No nos cruzamos con una sola alma en todo el camino, al menos no con una viva. Alineados a lo largo de la carretera, como siempre en las principales vías públicas en las afueras de la ciudad, se sucedían tumbas y sepulcros grandes y pequeños. Los entierros dentro de las murallas eran ilegales, de manera que los vecindarios de los muertos comienzan tan pronto como se sale de la muralla. Retorcidos cenotafios con inscripciones desgastadas por el paso del tiempo se erguían junto a retratos de familias recién esculpidos en mármol y piedra caliza. Entre las tumbas más distinguidas se hallaban las de los Escipiones, la familia cuya gloria había dominado Roma en la época anterior al nacimiento de mi padre. Conquistaron Cartago y comenzaron a consolidar el Imperio; ahora eran polvo.
Igual de magníficas eran las tumbas de los Claudios. La Vía Apia era su carretera, o así la consideraban, ya que había sido construida por sus antepasados. Los Claudios fallecidos se apiñaban en un grupo denso a lo largo del camino en sus tumbas de piedra labrada, como espectadores que se empujan para ver un desfile. Los Claudios seguían dejando su huella sobre Roma; Publio Clodio, adoptando la variante plebeya del nombre, había sido el último en dominar. Como Pompeyo había observado, el hecho de que lo asesinaran en la carretera de sus antepasados había sido un revés del destino del estilo tan querido por los autores melodramáticos y los retóricos sentimentales. La ironía podría algún día proporcionar un tema para las redacciones escolares: «Apio Claudio Ceco construye la Vía Apia. Doscientos sesenta años después, su descendiente Publio Clodio es asesinado allí. Compara y contrasta los éxitos de estos dos hombres».

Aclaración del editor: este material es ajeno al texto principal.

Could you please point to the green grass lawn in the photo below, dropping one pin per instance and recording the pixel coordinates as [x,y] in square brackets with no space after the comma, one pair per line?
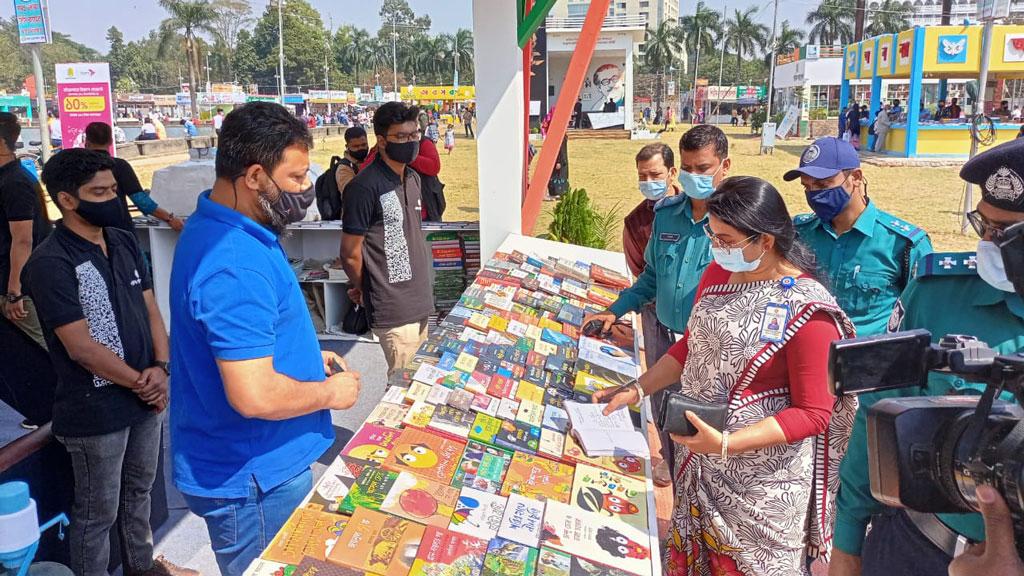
[929,197]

Al otro lado de las tumbas se amontonaban montañas de basura y escombros, pedazos de vasijas rotas, calzado desgastado, trozos de cristal, de yeso y de metal. Una ciudad tan extensa como Roma produce gran cantidad de desperdicios que han de ir a parar a alguna parte. Mejor es acarrearlo fuera de las murallas y amontonarlo en la ciudad de los muertos que dejarlo entre los vivos.
En el extremo más lejano de la ciudad, donde las tumbas y los montículos de basura disminuían y se distanciaban más entre sí y el campo comenzaba a ser campo de verdad, pasamos junto al monumento de Basilio. Nunca supe quién fue el tal Basilio o por qué su tumba, construida como un templo griego en miniatura en la cima de una pequeña colina, tenía que ser más grande que las de los Claudios o los Escipiones. Las inscripciones son tan antiguas que resultan ya ilegibles. Pero la prominencia y la situación del monumento lo convierten en una suerte de mojón. El monumento de Basilio marca el tramo más distante de los vicios de la ciudad o la incursión más lejana de la amenaza del campo, dependiendo del punto de vista. Tipos viciosos de todos los estilos se congregan allí. La zona es célebre por los robos y violaciones. De ahí que la advertencia que suele hacerse a un amigo cuando sale de viaje por la Vía Apia sea: «¡Ten cuidado cuando pases junto al monumento de Basilio!». Aquéllas habían sido las penúltimas palabras de Bethesda aquella mañana. De momento, los únicos que se veían eran algunos desgraciados arracimados en torno a la base del monumento, encogidos bajo las ásperas mantas y rodeados de vasijas de vino vacías. Probablemente eran tan desvalidos y desdichados como parecían; por otra parte, es fama que los bandidos se ocultan bajo tales disfraces.